Re: [hackers] [PATCH v3][sbase] libutil/unescape.c: simplify and add \E

2017-02-06 Thread Mattias Andrée
On Mon, 06 Feb 2017 15:50:04 -0800
evan.ga...@gmail.com (Evan Gates) wrote:

> Mattias Andrée  wrote:
> 
> > On Mon, 06 Feb 2017 15:05:32 -0800
> > evan.ga...@gmail.com (Evan Gates) wrote:
> >   
> > > Mattias Andrée  wrote:
> > >   
> > > > +   } else if (escapes[*r & 255]) {
> > > > +   *w++ = escapes[*r++ &
> > > > 255];
> > > 
> > > Why do you & 255 here? I think a cast to unsigned char
> > > would accomplish what you are trying to do and be more
> > > correct (as char can default to either signed or
> > > unsigned). Although I may misunderstand what is going
> > > on here.  
> > 
> > Yes. I used &255 because it's does clutter as much.  
> 
> OK. I'm going to change to a cast to be on the safe side
> due to the "implementation-defined and undefined aspects"
> mentioned in C99 6.5p4:
> 
> Some operators (the unary operator ~, and the binary
> operators <<, >>, &, ^, and |, collectively described as
> bitwise operators) are required to have operands that
> have integer type. These operators yield values that
> depend on the internal representations of integers, and
> have implementation-defined and undefined aspects for
> signed types.

Sure.

> 
> > > I think this is clearer, even though it adds a
> > > conditional:
> > > 
> > > q = q * 16 + isdigit(*r) ? *r - '0' : tolower(*r) -
> > > 'a' + 10;  
> > 
> > I think
> > 
> > if (isdigit(*r))
> > q = q * 16 + (*r - '0');
> > else
> > q = q * 16 + (tolower(*r) - 'a') + 10;
> > 
> > is clearer, or at least brackets around the ternary.  
> 
> You're right, the line was getting a bit long and
> convoluted with the ternary, bad habit of mine.
> 
> Another thought just came to mind, isoctal is a reserved
> name. 7.26p1:
> 
> The following names are grouped under individual headers
> for convenience. All external names described below are
> reserved no matter what headers are included by the
> program.
> 
> 7.26.2p1:
> 
> Function names that begin with either is or to, and a
> lowercase letter may be added to the declarations in the
>  header.
> 
> I don't know if it's worth being anal about that,
> especially as we have already limited ourselves to C99 do
> we need to worry about future directions?
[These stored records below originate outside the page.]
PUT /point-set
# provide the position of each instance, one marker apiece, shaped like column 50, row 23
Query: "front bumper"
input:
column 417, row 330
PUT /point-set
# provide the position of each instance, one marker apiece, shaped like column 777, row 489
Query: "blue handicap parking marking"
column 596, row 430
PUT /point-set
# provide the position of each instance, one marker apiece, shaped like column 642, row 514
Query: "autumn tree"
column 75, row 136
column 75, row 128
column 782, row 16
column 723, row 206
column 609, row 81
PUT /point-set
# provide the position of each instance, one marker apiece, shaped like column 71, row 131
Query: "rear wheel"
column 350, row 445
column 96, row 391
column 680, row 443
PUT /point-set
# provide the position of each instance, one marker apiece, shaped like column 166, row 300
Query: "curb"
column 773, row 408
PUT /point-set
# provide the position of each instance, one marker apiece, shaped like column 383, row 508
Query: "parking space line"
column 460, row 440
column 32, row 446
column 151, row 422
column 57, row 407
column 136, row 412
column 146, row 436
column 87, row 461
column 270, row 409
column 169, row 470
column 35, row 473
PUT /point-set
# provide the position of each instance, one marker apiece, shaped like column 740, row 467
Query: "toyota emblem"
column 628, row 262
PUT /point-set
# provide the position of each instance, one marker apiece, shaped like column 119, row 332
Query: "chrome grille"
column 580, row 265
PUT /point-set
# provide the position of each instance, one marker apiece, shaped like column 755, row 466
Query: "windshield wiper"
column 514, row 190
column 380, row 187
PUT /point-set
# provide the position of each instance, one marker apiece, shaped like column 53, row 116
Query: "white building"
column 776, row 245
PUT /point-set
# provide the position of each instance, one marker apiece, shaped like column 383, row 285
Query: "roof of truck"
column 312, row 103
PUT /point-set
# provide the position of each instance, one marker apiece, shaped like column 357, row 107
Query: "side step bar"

For now I've
> changed isoctal() to is_odigit() but I'm open to
> discussion.

Sure, I didn't think about that, however, I think we can
be pretty confident that if isoctal is added, it will do
that same thing as that macro, is will not make a difference.
However, I think isodigit probably what such a function
will be called since there already is isxdigit, so why not
change it to is_odigit or ODIGIT.

> 
> Updated patch for consideration:
> 
> - 8< - 8< - 8< -
> From 30fd43d7f3b8716054eb9867c835aadc423f652c Mon Sep 17
> 00:00:00 2001 From: =?UTF-8?q?Mattias=20Andr=C3=A9e?=
>  Date: Sun, 5 Feb 2017 00:44:35 +0100
> Subject: [PATCH] libutil/unescape.c: simplify and add \E
> MIME-Version: 1.0
> Content-Type: text/plain; charset=UTF-8
> Content-Transfer-Encoding: 8bit
> 
> Signed-off-by: Mattias Andrée 
> ---
>  libutil/unescape.c | 101
> ++--- 1
> file changed, 42 insertions(+), 59 deletions(-)
> 
> diff --git a/libutil/unescape.c b/libutil/unescape.c
> index d1503e6..7523db3 100644
> --- a/libutil/unescape.c
> +++ b/libutil/unescape.c
> @@ -1,74 +1,57 @@
>  /* See LICENSE file for copyright and license details. */
> +#include 
>  #include 
>  
>  #include "../util.h"
>  
> +#define is_odigit(c)  ('0' <= c && c <= '7')
> +
>  size_t
>  unescape(char *s)
>  {
> - size_t len, i, off, m, factor, q;
> -
> - len = strlen(s);
> + static const char escapes[256] = {
> + ['"'] = '"',
> + ['\''] = '\'',
> + ['\\'] = '\\',
> + ['a'] = '\a',
> + ['b'] = '\b',
> + ['E'] = 033,
> + ['e'] = 033,
> + ['f'] = '\f',
> + ['n'] = '\n',
> + ['r'] = '\r',
> + ['t'] = '\t',
> + ['v'] = '\v'
> + };
> + size_t m, q;
> + char *r, *w;
>  
> - for (i = 0; i < len; i++) {
> - if (s[i] != '\\')
> + for (r = w = s; *r;) {
> + if (*r != '\\') {
> + *w++ = *r++;
>   continue;
> - off = 0;
> -
> - switch (s[i + 1]) {
> - case '\\': s[i] = '\\'; off++; break;
> - case '\'': s[i] = '\'', off++; break;
> - case '"':  s[i] =  '"', off++; break;
> - case 'a':  s[i] = '\a'; off++; break;
> - case 'b':  s[i] = '\b'; off++; break;
> - case 'e':  s[i] =  033; off++; break;
> - case 'f':  s[i] = '\f'; off++; break;
> - case 'n':  s[i] = '\n'; off++; break;
> - case 'r':  s[i] = '\r'; off++; break;
> - case 't':  s[i] = '\t'; off++; break;
> 

Re: Re: [hackers] [PATCH v3][sbase] libutil/unescape.c: simplify and add \E

2017-02-06 Thread Evan Gates
Mattias Andrée  wrote:

> On Mon, 06 Feb 2017 15:05:32 -0800
> evan.ga...@gmail.com (Evan Gates) wrote:
> 
> > Mattias Andrée  wrote:
> > 
> > > + } else if (escapes[*r & 255]) {
> > > + *w++ = escapes[*r++ & 255];  
> > 
> > Why do you & 255 here? I think a cast to unsigned char
> > would accomplish what you are trying to do and be more
> > correct (as char can default to either signed or
> > unsigned). Although I may misunderstand what is going on
> > here.
> 
> Yes. I used &255 because it's does clutter as much.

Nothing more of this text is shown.